With regard to item 1), abstention is support. The unnamed fourth option (to candidate A, B, or none) is to run for election yourself, and vote for yourself, while advocating a different policy. That's the option where you clearly distanced yourself from the status quo.

Comment: Re:Not exactly, but yes (Score 1) 127

by SydShamino (#47678001) Attached to: T-Mobile Smartphones Outlast Competitors' Identical Models

Your Verizon iPhone (A1429) supports LTE bands 1, 3, 5, 13, and 25. It does not support AWS.

T-Mobile uses LTE bands 2, 4, and 12.

So when I get LTE on T-Mobile, as I am at this moment, it's magic, since the phone doesn't support any T-Mobile LTE band?

The facts speak against you. Sorry.

Comment: Re:"Does adding commentary give rights" (Score 4, Informative) 226

Speaking for U.S. law, you understand copyright wrong. The fair use doctrine allows for use of copyrighted works for the purpose of "criticism, comment, news reporting, teaching, scholarship, and research".

Part of the criteria for determining if use of a copyrighted work is fair use includes the "amount and substantiality of the portion used in relation to the copyrighted work as a whole", so, for example, if I were to post a Vine video of a goal, along with commentary like "Manchester United played a great game today, with three goals including this exciting one by Bob Smith", then I am (your pick) commenting, critiquing, or reporting on the entire hour and a half game, while posting a five second clip of that game. In the U.S., that is clearly fair use unless the other side's lawyers have more money than you do.

I realize this story is about England, but I'm relatively certain that every Slashdot commenter including the parent is discussing this in terms of U.S. law, so I did as well.

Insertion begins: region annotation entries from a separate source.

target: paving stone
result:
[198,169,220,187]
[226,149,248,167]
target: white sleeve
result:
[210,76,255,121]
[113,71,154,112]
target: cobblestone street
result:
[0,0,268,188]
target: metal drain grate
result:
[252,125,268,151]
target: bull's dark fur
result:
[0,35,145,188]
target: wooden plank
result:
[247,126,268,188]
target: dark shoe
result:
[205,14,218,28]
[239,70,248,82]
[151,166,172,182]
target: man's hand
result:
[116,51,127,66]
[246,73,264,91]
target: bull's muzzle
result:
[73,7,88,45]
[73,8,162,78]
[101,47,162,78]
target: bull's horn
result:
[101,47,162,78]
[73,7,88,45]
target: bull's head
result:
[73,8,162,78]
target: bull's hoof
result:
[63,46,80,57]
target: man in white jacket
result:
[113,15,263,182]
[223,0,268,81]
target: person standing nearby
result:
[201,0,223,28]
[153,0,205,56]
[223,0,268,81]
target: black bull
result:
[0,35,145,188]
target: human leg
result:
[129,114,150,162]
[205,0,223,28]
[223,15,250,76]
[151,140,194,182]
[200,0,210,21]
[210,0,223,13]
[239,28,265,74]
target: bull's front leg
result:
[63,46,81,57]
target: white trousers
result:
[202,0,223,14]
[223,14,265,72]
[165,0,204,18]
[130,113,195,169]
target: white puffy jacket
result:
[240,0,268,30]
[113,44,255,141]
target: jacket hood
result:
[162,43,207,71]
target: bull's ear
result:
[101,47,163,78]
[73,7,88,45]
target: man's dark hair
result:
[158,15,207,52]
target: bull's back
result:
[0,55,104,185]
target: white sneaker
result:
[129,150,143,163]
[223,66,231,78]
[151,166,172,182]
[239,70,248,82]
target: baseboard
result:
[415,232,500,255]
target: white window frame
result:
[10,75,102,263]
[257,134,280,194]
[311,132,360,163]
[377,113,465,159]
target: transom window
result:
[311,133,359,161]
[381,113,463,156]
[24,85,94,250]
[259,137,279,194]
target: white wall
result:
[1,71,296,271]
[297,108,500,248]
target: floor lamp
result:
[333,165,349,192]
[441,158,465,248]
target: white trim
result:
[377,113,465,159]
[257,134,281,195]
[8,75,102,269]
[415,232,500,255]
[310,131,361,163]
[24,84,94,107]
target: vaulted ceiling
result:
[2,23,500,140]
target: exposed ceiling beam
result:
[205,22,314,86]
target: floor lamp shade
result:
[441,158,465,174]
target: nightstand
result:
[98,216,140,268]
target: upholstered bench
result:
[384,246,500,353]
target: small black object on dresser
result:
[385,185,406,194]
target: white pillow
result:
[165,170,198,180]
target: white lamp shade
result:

Comment: Re:5.5k for a Marimba? (Score 1) 137

by SydShamino (#47644645) Attached to: Chicago Mayor Praises Google For Buying Kids Microsoft Surfaces

You'd never get that double blind, because a bad flutist wouldn't have the depth of skill to create the detailed intonations possible with the good flute, and the professional flutist would be able to produce almost as good of sound from the cheap flute (but have to work much, much harder to do so).

My wife replaced her ~$2000 high school and college flute with a ~$25k one a few years after college, when we were both well enough off from our day jobs and she became active in the civic orchestra. She received a degree in flute performance with that $2k flute, but as she put it, a lot of her time was spent "fighting the instrument" to make things sound right; with the professional flute she could spend more time on other things like listening to the rest of the orchestra or reading ahead to be a better sightreader.